The experimental outcomes provide strong evidence for the efficacy of the proposed asymmetric structure. When comparing the symmetric usage of ECAPA-TDNNLite individually (EER of 3.07%) against its application within the asymmetric structure (EER of 2.31%), there is a substantial relative improvement of 25% in the EER metric. This enhancement is achieved without increasing the computational demands during the verification phase, making the setup ideal for practical, latency-sensitive applications.

The asymmetric configuration also demonstrates improved accuracy metrics such as MinDCF across various Voxceleb1 evaluations, indicating its robustness and reliability over symmetric systems using ECAPA-TDNNLite alone.

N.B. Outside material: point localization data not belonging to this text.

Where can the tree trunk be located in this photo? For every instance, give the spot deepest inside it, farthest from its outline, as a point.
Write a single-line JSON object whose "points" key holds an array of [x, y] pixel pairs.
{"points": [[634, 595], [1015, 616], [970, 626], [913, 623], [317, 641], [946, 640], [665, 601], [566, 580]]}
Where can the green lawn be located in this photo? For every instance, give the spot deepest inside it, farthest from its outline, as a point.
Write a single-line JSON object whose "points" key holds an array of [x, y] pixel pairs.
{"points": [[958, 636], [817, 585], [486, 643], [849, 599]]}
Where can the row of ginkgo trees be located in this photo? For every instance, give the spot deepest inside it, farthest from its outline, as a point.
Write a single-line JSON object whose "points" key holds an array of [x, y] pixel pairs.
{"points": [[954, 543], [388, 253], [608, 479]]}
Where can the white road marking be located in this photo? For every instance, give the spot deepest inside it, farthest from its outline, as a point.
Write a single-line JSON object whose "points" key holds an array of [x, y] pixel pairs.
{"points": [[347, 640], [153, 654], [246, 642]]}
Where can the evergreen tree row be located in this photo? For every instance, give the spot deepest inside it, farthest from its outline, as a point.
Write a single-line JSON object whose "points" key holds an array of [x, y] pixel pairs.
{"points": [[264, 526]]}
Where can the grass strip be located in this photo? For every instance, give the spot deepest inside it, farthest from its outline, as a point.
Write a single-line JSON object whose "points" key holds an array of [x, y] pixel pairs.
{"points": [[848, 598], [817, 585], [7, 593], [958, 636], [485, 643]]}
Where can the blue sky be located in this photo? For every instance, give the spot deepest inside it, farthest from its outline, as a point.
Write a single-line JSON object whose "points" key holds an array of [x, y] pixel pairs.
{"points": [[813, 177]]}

Theoretical and Practical Implications

The introduction of the asymmetric structure has several significant implications. Practically, it allows for the deployment of efficient and high-performance ASV systems on devices with restricted computational capacity. Theoretically, this approach challenges the necessity of symmetric structures in embedding extraction, suggesting that optimal model configurations can vary between enroLLMent and verification stages.

Future research avenues stemming from this work could explore the extension of asymmetric principles to other biometric authentication systems or further refining the network architectures of small-scale models like ECAPA-TDNNLite. Additionally, investigation into the potential of dynamically adapting model scales based on real-time resource availability could yield interesting developments in ASV and other domains.

In conclusion, this paper presents a compelling case for the adoption of asymmetric enroll-verify structures in ASV systems. With its promising results and implications for both theory and application, it sets a foundation for future explorations into efficient biometric verification systems.